[Date Prev][Date Next][Thread Prev][Thread Next][Date Index][Thread Index]

Re: btree's



  Date: Mon, 6 Mar 89 16:05 CST
  From: vaughan@MCC.COM (Paul Vaughan)
  Subject: btree's
  To: slug@Warbucks.AI.SRI.COM
  cc: pixley%cadillac.cad.mcc.com@mcc.com
  Message-Id: <19890306220518.2.VAUGHAN@PASSPORT.CAD.MCC.COM>
  Reply-To: vaughan@MCC.COM
  Postal-Address: BRC 4.11082
  Business-Phone: 338-3639
  
  	We've got an application that makes heavy use of hash tables,
  but the tables sometimes get very large (> 10000 entries).  This reduces
  performance dramatically because of the paging characteristics.  So, we
  are wondering
  	1) Would it behoove us to use btree tables, rather than hash
  tables.
  	2) Does anyone have a btree implementation that they are willing
  to share.
  	3) Does anyone have any other suggestions for improving
  performance.
  
  	The tables we make come in all sizes from 5 entries to 20000 entries,
  but I'm not sure of the distributions.  There are probably ways to
  estimate the potential size of the table before build it, but we haven't
  worried about it much.  Right now we just rely on the growing table
  mechanism that Symbolics provides.  Does anyone know if Symbolics has
  any plans to include sophisticated facilities (such as btrees) in the
  (already extremely useful) generalized table facility.
  
    -- Paul Vaughan

Can you give us more information about when your paging problems are
happening?  A single hash lookup should produce only ~4 page hits.

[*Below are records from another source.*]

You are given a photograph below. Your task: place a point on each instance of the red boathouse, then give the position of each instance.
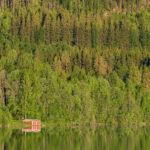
(33, 122)
(32, 129)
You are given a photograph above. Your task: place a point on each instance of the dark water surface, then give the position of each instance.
(79, 138)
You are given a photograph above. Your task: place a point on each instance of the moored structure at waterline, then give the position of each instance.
(32, 122)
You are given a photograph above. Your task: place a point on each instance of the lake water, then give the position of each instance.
(77, 138)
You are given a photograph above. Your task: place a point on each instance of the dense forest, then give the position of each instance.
(75, 61)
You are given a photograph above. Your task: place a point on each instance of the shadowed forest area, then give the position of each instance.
(81, 61)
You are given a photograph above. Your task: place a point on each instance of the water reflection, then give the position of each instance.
(79, 138)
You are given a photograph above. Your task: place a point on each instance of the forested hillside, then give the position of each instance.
(78, 61)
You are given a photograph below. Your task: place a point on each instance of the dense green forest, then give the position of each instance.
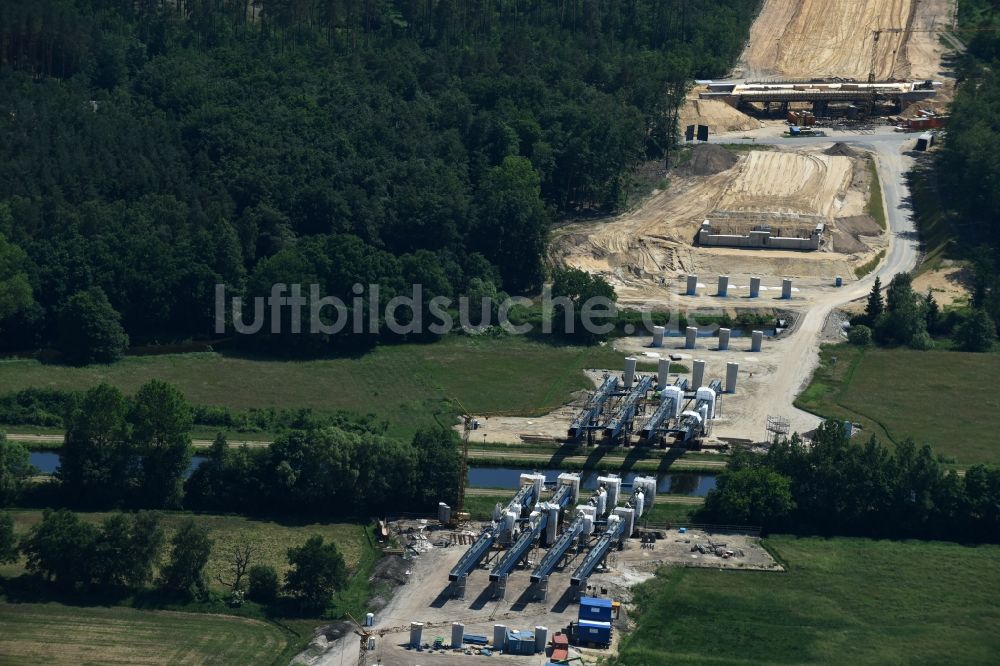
(967, 169)
(150, 150)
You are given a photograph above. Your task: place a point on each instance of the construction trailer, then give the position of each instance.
(588, 632)
(595, 609)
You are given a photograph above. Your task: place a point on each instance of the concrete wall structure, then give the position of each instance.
(759, 238)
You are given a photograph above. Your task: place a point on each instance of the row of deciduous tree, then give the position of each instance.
(833, 486)
(126, 552)
(136, 452)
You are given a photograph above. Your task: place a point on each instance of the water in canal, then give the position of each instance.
(47, 462)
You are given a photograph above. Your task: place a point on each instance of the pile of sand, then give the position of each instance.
(708, 159)
(841, 149)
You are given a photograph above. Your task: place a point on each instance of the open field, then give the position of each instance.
(272, 539)
(57, 634)
(841, 601)
(406, 385)
(833, 38)
(935, 397)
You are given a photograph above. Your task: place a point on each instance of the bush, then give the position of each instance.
(921, 341)
(262, 585)
(860, 335)
(90, 329)
(977, 333)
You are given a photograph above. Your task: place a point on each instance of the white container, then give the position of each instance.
(723, 285)
(732, 373)
(697, 375)
(724, 334)
(691, 338)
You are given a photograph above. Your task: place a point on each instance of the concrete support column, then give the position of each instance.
(724, 334)
(723, 285)
(692, 337)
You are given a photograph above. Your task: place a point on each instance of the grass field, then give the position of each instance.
(935, 397)
(842, 601)
(271, 539)
(406, 385)
(58, 634)
(875, 205)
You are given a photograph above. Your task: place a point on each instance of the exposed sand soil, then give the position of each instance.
(834, 38)
(643, 251)
(719, 116)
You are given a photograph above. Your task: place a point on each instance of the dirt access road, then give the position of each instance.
(800, 349)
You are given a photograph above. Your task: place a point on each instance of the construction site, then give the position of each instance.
(549, 578)
(786, 214)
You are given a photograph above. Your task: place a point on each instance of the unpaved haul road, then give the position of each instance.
(800, 350)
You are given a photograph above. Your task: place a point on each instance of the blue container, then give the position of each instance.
(594, 632)
(520, 642)
(597, 610)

A lot of paging happens when the hash table grows.  If the hash table
is going to be big, and has a small growth factor, the default is 1.3,
then you spend a lot of time copying the old hash table into the new
one.  A lot of needless GC'ing also happens.  For example, on a hash
table of size 40,000, the default growth factor will cause it to grow
26 times.  So, I'd recommend setting the growth factor to some larger
number like ~2, and create large tables initially if possible.


k